Why? Because they know they have done something that they think or know displeases their keepers. They don't want the consequences.
This moral awareness is not full fledged awareness that an adult has.
But it is a transgression and they know it.
What happens next in the child's mind is based on the parents reaction and handling of this "transgression." This is where we teach.
The Bible is full of instances where we see the results of the parents strategies in dealing with their children. Because children are all different and because they may react differently to the same home situation we may have a "good" child and a "bad" child come from the same environment. Cain and Abel for example. Then, we as parents may treat children differently. Jacob and Esau and Joseph and his brothers come quickly to mind.
My thoughts are that as a child grows in physical stature, there is also a mental development and a moral development. That moral development begins even before a child can speak and is nurtured as a mother and father begin to say no about certain things.
The child grows. Knowledge and awareness grows. Responsibilities begin to be added to a child's life. It is gradual and everyday.

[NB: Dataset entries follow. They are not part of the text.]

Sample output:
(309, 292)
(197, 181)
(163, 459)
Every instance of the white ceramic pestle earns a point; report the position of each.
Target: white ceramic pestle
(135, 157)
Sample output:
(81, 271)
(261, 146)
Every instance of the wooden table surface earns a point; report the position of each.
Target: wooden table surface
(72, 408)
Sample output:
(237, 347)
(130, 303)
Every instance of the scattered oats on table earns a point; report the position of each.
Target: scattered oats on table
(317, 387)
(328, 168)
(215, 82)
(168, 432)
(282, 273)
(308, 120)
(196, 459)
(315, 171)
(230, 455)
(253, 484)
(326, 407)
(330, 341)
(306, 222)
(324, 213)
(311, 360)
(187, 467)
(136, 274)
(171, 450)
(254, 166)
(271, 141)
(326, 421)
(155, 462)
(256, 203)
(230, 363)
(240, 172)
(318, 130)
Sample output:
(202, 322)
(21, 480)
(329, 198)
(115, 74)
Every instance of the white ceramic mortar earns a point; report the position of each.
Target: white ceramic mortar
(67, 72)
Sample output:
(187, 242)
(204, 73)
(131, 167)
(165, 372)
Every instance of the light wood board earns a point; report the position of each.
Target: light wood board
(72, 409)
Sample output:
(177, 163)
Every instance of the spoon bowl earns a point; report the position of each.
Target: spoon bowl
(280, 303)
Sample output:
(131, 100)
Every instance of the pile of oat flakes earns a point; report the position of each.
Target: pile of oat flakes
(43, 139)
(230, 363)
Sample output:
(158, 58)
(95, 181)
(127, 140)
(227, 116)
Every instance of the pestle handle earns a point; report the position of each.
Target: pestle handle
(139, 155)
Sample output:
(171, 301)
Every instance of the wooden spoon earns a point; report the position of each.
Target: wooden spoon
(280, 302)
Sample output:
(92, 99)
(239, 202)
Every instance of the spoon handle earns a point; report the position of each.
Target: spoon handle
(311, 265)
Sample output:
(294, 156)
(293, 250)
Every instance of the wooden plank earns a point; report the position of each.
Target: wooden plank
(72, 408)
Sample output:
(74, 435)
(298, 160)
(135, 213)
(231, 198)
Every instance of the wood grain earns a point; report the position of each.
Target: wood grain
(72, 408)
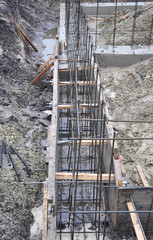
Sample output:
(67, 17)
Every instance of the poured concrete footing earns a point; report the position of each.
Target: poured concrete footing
(122, 55)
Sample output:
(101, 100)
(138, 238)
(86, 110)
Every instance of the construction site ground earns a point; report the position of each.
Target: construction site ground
(24, 122)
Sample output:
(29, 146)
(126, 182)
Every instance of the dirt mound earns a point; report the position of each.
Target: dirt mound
(124, 27)
(129, 95)
(22, 122)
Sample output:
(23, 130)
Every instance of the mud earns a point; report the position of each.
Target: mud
(23, 121)
(124, 28)
(128, 93)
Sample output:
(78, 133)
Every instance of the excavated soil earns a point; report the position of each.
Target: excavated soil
(129, 93)
(23, 120)
(142, 27)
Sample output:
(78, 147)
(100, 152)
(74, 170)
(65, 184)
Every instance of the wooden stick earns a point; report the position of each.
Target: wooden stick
(45, 211)
(142, 176)
(69, 106)
(27, 38)
(115, 215)
(60, 48)
(23, 40)
(99, 19)
(118, 172)
(72, 69)
(135, 222)
(83, 142)
(42, 73)
(73, 83)
(44, 65)
(83, 176)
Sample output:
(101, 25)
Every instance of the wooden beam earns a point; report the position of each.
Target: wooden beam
(45, 211)
(135, 221)
(118, 172)
(72, 69)
(23, 40)
(83, 142)
(60, 48)
(42, 73)
(83, 176)
(99, 19)
(69, 106)
(79, 83)
(27, 38)
(118, 157)
(116, 203)
(49, 145)
(44, 65)
(142, 176)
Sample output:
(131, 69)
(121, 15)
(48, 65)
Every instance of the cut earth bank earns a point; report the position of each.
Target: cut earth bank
(23, 122)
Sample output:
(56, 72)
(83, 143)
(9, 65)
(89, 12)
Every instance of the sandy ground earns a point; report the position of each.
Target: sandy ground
(124, 28)
(129, 95)
(23, 121)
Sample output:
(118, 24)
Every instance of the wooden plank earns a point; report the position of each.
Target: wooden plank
(60, 47)
(118, 157)
(142, 176)
(69, 106)
(99, 19)
(44, 65)
(83, 142)
(52, 190)
(27, 38)
(23, 40)
(45, 211)
(72, 69)
(83, 176)
(118, 173)
(73, 83)
(115, 215)
(42, 73)
(49, 146)
(135, 222)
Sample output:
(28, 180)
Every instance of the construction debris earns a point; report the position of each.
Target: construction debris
(23, 35)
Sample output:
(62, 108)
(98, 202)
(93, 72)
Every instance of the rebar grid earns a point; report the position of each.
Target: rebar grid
(115, 31)
(80, 203)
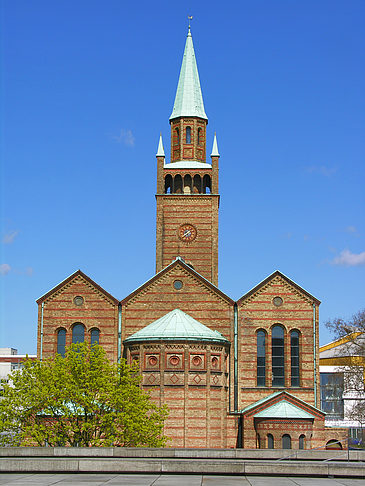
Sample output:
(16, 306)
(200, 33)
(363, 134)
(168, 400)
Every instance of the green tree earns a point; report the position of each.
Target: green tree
(79, 400)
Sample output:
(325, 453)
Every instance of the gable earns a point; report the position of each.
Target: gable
(78, 282)
(278, 284)
(279, 404)
(197, 297)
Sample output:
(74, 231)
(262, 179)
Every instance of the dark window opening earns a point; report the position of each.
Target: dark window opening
(61, 342)
(294, 352)
(301, 441)
(178, 189)
(95, 336)
(188, 134)
(206, 184)
(168, 184)
(278, 367)
(261, 359)
(286, 441)
(78, 333)
(270, 441)
(197, 184)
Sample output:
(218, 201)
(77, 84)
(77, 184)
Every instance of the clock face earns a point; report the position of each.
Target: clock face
(187, 232)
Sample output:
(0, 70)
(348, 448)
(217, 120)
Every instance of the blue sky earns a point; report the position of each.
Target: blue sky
(86, 88)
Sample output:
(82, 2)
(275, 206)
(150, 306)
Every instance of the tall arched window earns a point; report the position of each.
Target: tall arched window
(168, 184)
(261, 359)
(301, 441)
(294, 355)
(61, 342)
(197, 184)
(277, 342)
(178, 184)
(286, 441)
(270, 441)
(78, 333)
(94, 336)
(188, 183)
(206, 184)
(188, 134)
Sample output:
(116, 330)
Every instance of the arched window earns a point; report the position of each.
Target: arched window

At first they are become accountable to their parents, then parents and other family members. Add an awareness of God that, hopefully continues to grow throughout their lifetime. Add teachers, guards, law enforcement, doctors, nurses, fire personnel.
Moral responsibility doesn't wait to age 5 or 12 or 16 or 21. It grows throughout a lifetime and though there may be principles we learn about it, the applications we face are many and varied and are presented to us for a whole lifetime.
Children don't have a moral awareness of an adult but they still have an early on sense of some things are right and some are a no-no.